The Robots That Solved the Hula Hoop

Nobody had explained how a hula hoop stays up. It took a mathematician watching street performers and a set of 3D-printed wiggling robots to crack it. The answer involves geometry, gravity, and a toy everyone knows doing something nobody had understood.

The Robots That Solved the Hula Hoop

The hula hoop has been around since 1958. In all that time, nobody had properly explained why it stays up.

Physicists had written about angular momentum and torque. But the basic mechanics, what actually prevents a spinning ring from sliding to the floor, remained an open question. It took Leif Ristroph, an applied mathematician at New York University, watching street performers near his home in Greenwich Village to notice the gap. He has a habit of noticing gaps like this. His lab has previously worked out how many licks it takes to reach the centre of a lollipop (about 1,000, using fluid dynamics and homemade candy balls), solved a sprinkler puzzle that had baffled physicists since the 1880s, and discovered that paper aeroplanes stay level by a mechanism completely different from actual aircraft. Ristroph describes his approach simply: "I like to think of the whole world as a laboratory."

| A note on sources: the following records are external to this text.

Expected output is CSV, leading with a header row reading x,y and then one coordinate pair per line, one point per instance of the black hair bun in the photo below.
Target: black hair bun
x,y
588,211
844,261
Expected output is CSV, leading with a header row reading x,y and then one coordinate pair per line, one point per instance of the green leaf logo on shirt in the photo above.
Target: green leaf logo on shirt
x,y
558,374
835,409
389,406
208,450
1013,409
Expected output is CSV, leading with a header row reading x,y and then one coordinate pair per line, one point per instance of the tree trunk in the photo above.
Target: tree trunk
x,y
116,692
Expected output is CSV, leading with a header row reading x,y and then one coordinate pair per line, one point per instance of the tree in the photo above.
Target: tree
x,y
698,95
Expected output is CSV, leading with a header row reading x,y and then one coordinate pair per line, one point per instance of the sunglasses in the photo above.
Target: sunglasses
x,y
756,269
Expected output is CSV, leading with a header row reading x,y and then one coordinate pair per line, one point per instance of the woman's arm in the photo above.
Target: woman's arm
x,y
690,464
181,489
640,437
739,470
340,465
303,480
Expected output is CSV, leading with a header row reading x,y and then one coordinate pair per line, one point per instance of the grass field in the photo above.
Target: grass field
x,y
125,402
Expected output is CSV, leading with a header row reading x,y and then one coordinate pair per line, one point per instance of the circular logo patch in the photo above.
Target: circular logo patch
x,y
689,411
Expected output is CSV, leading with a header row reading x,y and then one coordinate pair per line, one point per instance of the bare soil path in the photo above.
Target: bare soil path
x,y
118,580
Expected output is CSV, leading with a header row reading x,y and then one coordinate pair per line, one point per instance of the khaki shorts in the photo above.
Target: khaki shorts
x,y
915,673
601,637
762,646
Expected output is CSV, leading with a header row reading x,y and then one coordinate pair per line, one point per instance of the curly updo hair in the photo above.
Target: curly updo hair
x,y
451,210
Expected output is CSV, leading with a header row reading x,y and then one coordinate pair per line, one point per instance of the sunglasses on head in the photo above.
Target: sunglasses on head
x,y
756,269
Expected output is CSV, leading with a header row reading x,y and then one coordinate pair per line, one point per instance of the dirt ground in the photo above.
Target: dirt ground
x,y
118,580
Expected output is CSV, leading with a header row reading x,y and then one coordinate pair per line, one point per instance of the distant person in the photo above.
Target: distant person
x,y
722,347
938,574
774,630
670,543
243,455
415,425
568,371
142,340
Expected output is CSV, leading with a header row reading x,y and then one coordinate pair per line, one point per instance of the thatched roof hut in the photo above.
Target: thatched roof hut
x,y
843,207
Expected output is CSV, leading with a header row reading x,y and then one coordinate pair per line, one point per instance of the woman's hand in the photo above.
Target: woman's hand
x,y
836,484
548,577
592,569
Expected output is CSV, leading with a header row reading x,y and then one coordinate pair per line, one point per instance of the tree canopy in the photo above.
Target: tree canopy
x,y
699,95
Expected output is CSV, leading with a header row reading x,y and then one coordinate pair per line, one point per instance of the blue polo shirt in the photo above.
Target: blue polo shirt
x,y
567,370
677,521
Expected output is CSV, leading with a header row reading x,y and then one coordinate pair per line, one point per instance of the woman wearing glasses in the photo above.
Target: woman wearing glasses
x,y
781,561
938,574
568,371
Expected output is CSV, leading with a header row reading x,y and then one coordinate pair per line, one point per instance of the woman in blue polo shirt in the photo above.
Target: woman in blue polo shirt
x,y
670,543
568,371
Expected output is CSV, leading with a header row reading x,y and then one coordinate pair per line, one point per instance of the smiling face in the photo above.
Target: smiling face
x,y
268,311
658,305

For the hula hoop problem, his team 3D-printed a series of small robot bodies at roughly one-tenth human scale, each a different shape. They attached a motor to make each one gyrate in tight circles, launched a hoop about six inches across, and filmed the results with high-speed cameras.

The cylinder failed immediately. The hoop slid straight down, nothing to push back against gravity. A cone-shaped robot did slightly better: its slope gave the hoop an upward push. But with no curve to hold the hoop in place, it drifted. Start too high, it climbed off the top. Start too low, it fell. Only one shape worked: the hourglass. The inward curve, what the researchers call a "waist," kept the hoop from migrating up or down. The outward slope at the bottom, the "hips," provided the upward force. Together, they created a stable zone where the hoop could spin indefinitely.

The paper, published in the Proceedings of the National Academy of Sciences in January 2025, describes hula hooping as a form of mechanical levitation. The hoop is not just spinning. It is being held aloft by the geometry of the surface it rolls against, a rolling contact problem that turned out to involve subtler physics than anyone expected.

Ristroph's team also found something that matters for anyone who has ever failed at hula hooping: body shape is not destiny. They got the cone-shaped robot, the one that kept losing its hoop, to succeed by adjusting the speed of its gyrations depending on where the hoop sat. People do this instinctively, compensating with faster hip movements when the hoop starts to slip. A few practical findings fell out of the research too. A slow launch will fail. The hoop and the body need to be moving in the same direction from the start. And bigger hoops are easier for beginners because they require slower gyrations to stay up.

Why this is worth sharing with kids

Most children have tried a hula hoop. Many have failed at it, watched someone else keep it going effortlessly, and wondered what they were doing wrong. This gives that experience a frame: it is not about talent. It is about shape, speed, and the forces that show up when a ring rolls around a curved surface.

But the bigger story here might be Ristroph's lab itself. A mathematician who investigates lollipops, sprinklers, paper aeroplanes, insect flight, and hula hoops is a useful corrective to the idea that science only happens in serious-looking labs with serious-looking equipment. His research is driven by the same impulse most children already have: noticing something ordinary, asking how it actually works, and discovering that the answer is stranger than expected.

Ask your child what they think would happen if you changed the shape of the hoop, or spun it faster, or tried it on a different part of the body. The physics is accessible enough to reason about and odd enough to be worth the effort.

Seventy years of hula hooping, and it took a set of 3D-printed robots, wiggling under high-speed cameras in a maths lab in Manhattan, to explain what was happening all along.


Source: Zhu, X., Pomerenk, O. & Ristroph, L. "Geometrically modulated contact forces enable hula hoop levitation." Proceedings of the National Academy of Sciences, Vol. 122, January 2025. Reported by Science News Explores.